Dr. Andreas Bard, the longest presiding pastor of First English Lutheran Church, became pastor in 1910 and brought the church through its next period of growth. The first significant change included the removal of the church from its roots in downtown Kansas City to the growing residential area south of 31st Street known as Hyde Park. The character of the neighborhood surrounding 14th and Cherry Streets had drastically changed since the members erected the brick, Gothic Revival style church in 1893. As a result, the congregation sold the church at 14th and Cherry Streets to the German American Alliance of Kansas City on July 1, 1914 and purchased the land at the current site of 3800 Troost Avenue. The congregation dedicated the new limestone, Gothic Revival style church and attached Tudor style parsonage, designed by the architecture firm of Owen and Payson, on January 16, 1916.

Dr. Bard’s significance in the history of the First English Lutheran Church extends far beyond his influence in moving the congregation to Kansas City’s growing Hyde Park neighborhood. His greatest achievement was perhaps the unprecedented growth of the church’s membership during his tenure from approximately two hundred members to nearly one thousand members. He was also instrumental in the congregation’s decision to change its name from First English Lutheran Church to Saint Mark’s Lutheran Church (November 10, 1920). Dr. Bard became one of the most recognized pastors in the area, not only for his sermons but also for his writings, which expressed his interests in philosophy, theology, science and drama. After forty years of service Dr. Bard retired in 1950.

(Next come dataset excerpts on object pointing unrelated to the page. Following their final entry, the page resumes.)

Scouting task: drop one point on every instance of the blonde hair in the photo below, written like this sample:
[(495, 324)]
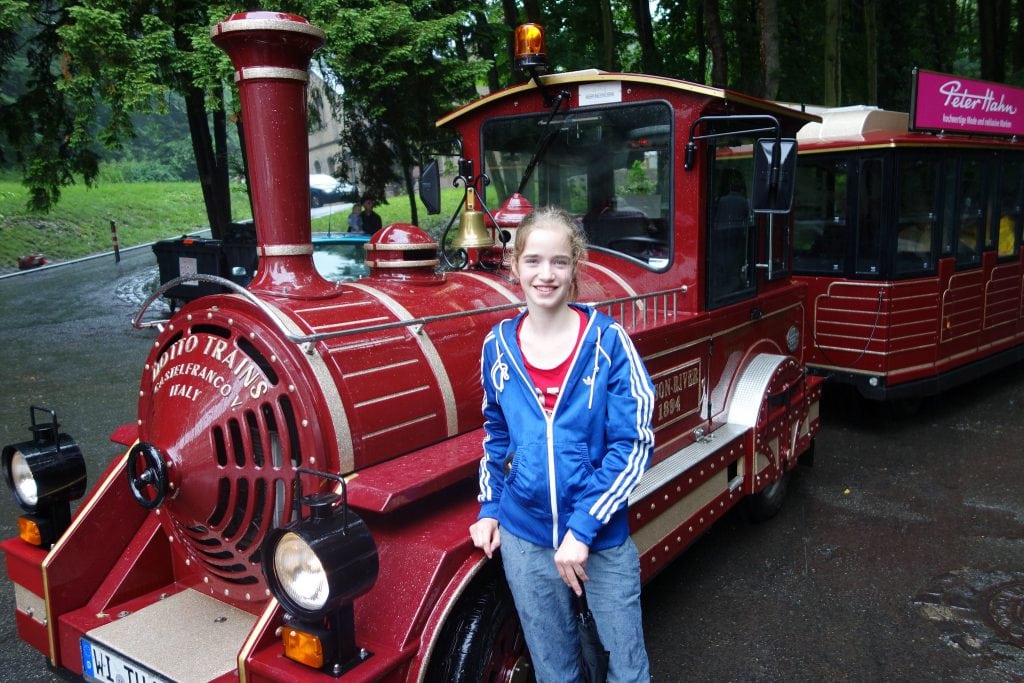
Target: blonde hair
[(554, 218)]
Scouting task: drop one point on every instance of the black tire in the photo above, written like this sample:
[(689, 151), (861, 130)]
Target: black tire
[(765, 504), (481, 640)]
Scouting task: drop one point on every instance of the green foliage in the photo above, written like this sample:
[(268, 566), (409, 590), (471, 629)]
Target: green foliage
[(637, 181)]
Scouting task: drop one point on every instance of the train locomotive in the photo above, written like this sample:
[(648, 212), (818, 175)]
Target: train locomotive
[(294, 499)]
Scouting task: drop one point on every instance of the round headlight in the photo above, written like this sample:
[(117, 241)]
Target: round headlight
[(300, 572), (23, 480)]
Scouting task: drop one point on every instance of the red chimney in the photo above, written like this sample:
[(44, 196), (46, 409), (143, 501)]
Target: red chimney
[(270, 52)]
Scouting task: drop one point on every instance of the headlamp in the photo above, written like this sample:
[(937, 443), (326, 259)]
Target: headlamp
[(45, 475), (316, 566)]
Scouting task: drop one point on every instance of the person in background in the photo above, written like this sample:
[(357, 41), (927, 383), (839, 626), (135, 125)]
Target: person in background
[(567, 408), (371, 220), (355, 219)]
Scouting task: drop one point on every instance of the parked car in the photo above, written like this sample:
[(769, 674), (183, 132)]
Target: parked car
[(326, 188)]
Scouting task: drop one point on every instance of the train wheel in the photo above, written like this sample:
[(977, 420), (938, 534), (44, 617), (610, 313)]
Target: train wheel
[(766, 503), (482, 639)]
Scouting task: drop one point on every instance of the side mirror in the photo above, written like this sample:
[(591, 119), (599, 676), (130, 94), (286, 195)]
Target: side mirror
[(774, 175), (430, 187)]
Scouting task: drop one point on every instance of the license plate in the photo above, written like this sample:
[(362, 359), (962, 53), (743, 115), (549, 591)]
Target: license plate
[(105, 666)]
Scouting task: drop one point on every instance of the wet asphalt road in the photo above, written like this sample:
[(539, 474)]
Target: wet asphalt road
[(899, 556)]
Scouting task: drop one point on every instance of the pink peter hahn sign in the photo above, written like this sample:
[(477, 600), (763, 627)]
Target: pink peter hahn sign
[(948, 102)]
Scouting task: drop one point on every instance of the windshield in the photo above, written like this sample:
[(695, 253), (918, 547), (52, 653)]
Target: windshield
[(610, 167)]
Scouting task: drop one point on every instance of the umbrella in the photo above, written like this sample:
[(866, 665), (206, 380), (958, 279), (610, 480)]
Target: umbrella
[(593, 656)]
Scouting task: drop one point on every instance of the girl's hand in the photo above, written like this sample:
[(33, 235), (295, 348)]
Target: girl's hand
[(570, 559), (485, 536)]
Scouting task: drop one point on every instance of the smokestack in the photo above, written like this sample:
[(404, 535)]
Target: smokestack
[(270, 52)]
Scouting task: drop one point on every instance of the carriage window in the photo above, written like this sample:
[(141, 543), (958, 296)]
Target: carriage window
[(1008, 227), (609, 167), (731, 233), (965, 231), (868, 236), (820, 238), (916, 217)]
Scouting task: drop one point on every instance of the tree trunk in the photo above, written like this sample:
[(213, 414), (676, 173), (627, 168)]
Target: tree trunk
[(487, 46), (212, 175), (833, 79), (993, 22), (769, 48), (716, 39), (698, 30), (650, 62), (607, 37), (406, 155), (871, 50)]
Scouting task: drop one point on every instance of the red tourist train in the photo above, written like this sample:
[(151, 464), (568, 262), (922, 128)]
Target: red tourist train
[(295, 497), (908, 238)]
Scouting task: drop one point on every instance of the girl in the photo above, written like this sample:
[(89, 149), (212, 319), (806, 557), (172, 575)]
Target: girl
[(567, 414)]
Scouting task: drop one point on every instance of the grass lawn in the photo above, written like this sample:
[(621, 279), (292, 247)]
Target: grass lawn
[(143, 212)]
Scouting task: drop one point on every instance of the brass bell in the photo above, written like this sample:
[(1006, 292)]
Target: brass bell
[(472, 233)]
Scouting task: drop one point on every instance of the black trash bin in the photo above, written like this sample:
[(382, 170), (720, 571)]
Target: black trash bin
[(240, 253), (186, 256)]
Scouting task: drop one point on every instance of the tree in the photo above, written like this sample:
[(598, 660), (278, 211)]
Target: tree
[(36, 120), (832, 61), (993, 27), (400, 69), (93, 63), (716, 39), (768, 15)]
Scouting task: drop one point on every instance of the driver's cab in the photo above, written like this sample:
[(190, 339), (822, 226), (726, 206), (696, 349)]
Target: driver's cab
[(610, 167)]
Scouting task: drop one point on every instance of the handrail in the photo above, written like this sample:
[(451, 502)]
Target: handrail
[(309, 339)]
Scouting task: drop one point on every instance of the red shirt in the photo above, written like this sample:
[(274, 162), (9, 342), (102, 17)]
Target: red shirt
[(548, 382)]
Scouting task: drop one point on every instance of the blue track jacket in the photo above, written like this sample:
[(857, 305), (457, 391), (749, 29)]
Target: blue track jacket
[(573, 469)]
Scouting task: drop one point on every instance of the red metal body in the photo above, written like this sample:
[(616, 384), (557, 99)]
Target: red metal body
[(909, 331), (378, 380)]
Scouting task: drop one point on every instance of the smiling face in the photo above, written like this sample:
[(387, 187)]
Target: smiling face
[(545, 266)]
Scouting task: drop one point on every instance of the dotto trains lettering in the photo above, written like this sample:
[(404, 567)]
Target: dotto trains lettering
[(305, 452)]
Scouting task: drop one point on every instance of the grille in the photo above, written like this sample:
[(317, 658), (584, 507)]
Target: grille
[(236, 469)]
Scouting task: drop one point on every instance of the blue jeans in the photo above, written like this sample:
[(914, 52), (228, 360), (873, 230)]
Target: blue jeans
[(545, 608)]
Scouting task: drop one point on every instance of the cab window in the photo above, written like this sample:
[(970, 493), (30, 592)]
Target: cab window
[(820, 215), (610, 167), (731, 225), (916, 218)]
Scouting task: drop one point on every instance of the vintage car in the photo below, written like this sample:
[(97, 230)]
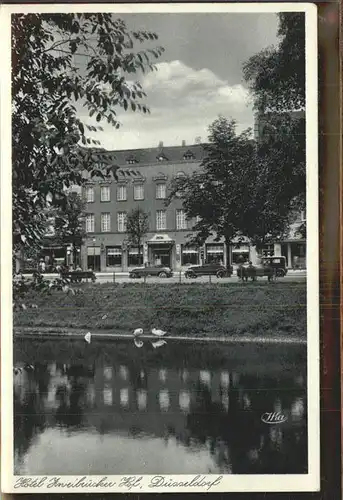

In order to accommodate the rapidly increasing membership due to Dr. Bard’s popularity, the congregation made several alterations to the church. In 1922 the church erected the wood-frame and stucco balcony along the east wall of the sanctuary at a cost of $3,000. In May of 1924 the congregation purchased the lot west of the church and an adjacent home for $6,500 and $13,500, respectively, for the expansion of the church, which began in September of 1924. The congregation dedicated the new addition, designed by the architecture firm of Shepard and Wiser at a cost of $250,000, on November 22, 1925.

Typical of growth patterns in any major urban center, Kansas City continued to expand southward, forever changing the social and economic characteristics of the neighborhood surrounding Saint Mark’s Lutheran Church. While many of its members moved on to join congregations further south, Saint Mark’s Lutheran Church remained. As a result, Saint Mark’s expanded its sermons to adapt to and attract the shifting population around it. In 1969 it began its transformation by opening new community outreach programs such as the Community Day Care Center, which served neighborhood children between the ages of three and six. Although this program has since dissolved other community outreach programs developed to promote community involvement. One such successful program is the current “Citi Arts” program, a not-for-profit organization dedicated to the involvement of neighborhood children in community arts. After Dr. Bard retired in 1950, thirteen pastors served Saint Mark’s Lutheran Church, including the influential Reverend Allen who served between 1951 and 1970. The current congregation consists of approximately sixty-eight members.